Now that we’ve ordered our GPS traces correctly, we can generate a path with a simple features pipeline. We convert the ordered points to a matrix; generate a line with `st_linestring()`

; create a simple feature collection object with `st_sfc()`

; then transform to a projected coordinate system with `st_transform()`

.

```
lines <- df2[,1:2] %>%
as.matrix() %>%
st_linestring() %>%
st_sfc(crs = 4326) %>%
st_transform(crs = 32618)
```

We first specify the CRS as the WGS 1984 geographic coordinate system, then transform to UTM Zone 18N as we want a projected coordinate system for planar geometric operations. Let’s take a look at our lines:

```
lines_map <- lines %>%
st_transform(crs = 4326) %>%
as("Spatial") %>%
leaflet() %>%
addTiles() %>%
addPolylines()
lines_map
```

Now, we need to see whether this path intersects Bryant Park. A polygon representing the boundaries of Bryant Park would be ideal; however, let’s say hypothetically that we only have XY coordinates for this point of interest. As such, we can buffer the point by 100 meters to represent the approximate extent of the park.

```
bryant_buffer <- c(-73.983581, 40.753714) %>%
st_point() %>%
st_sfc(crs = 4326) %>%
st_transform(32618) %>%
st_buffer(dist = 100)
buffer_for_map <- bryant_buffer %>%
st_transform(4326) %>%
as("Spatial")
lines_map %>%
addPolygons(data = buffer_for_map)
```

We have an approximation of the park’s extent; we’ll get some false positives here but this will work for purposes of illustration.
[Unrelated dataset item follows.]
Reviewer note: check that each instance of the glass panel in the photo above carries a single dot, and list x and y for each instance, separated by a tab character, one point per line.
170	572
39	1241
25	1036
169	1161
We can then use `st_intersects`

to see if our lines intersect the buffer:

`st_intersects(lines, bryant_buffer)`

```
## [[1]]
## [1] 1
```

The function returns `1`

, which means that we do have an intersection. Now, let’s try testing this out over 1000 simulations, and see how many times a simulated sample of 1000 visitors walk through Bryant Park. We first need to generate 1000 paths:

```
paths <- lapply(1:1000, function(x) {
set.seed(x)
long <- sample(seq(-73.9995, -73.9688, 0.0001), 100, replace = TRUE)
lat <- sample(seq(40.7483, 40.7646, 0.0001), 100, replace = TRUE)
df <- data.frame(long, lat, id = 1:100)
path <- df[,1:2] %>%
dist(diag = FALSE) %>%
TSP() %>%
insert_dummy(label = "cut") %>%
solve_TSP(method = "nearest_insertion") %>%
cut_tour(cut = "cut")
df2 <- df[match(path, df$id), ]
lines <- df2[,1:2] %>%
as.matrix() %>%
st_linestring() %>%
st_sfc(crs = 4326) %>%
st_transform(32618)
lines
})
```

We can now see how many visitors walked through Bryant Park:

```
visits <- unlist(
lapply(paths, function(x) {
y <- st_intersects(x, bryant_buffer)
if (length(y[[1]]) == 1) {
return(1)
} else {
return(0)
}
})
)
table(visits)
```

```
##
## 0 1
## 335 665
```

665 of our 1000 visitors walked through Bryant Park.

This just scratches the surface of the spatial work that can be done in R with the **sf** package. In the future, I’ll write more about the new `sf`

class, which represents spatial objects much like data frames and in turn can accept dplyr verbs for data wrangling.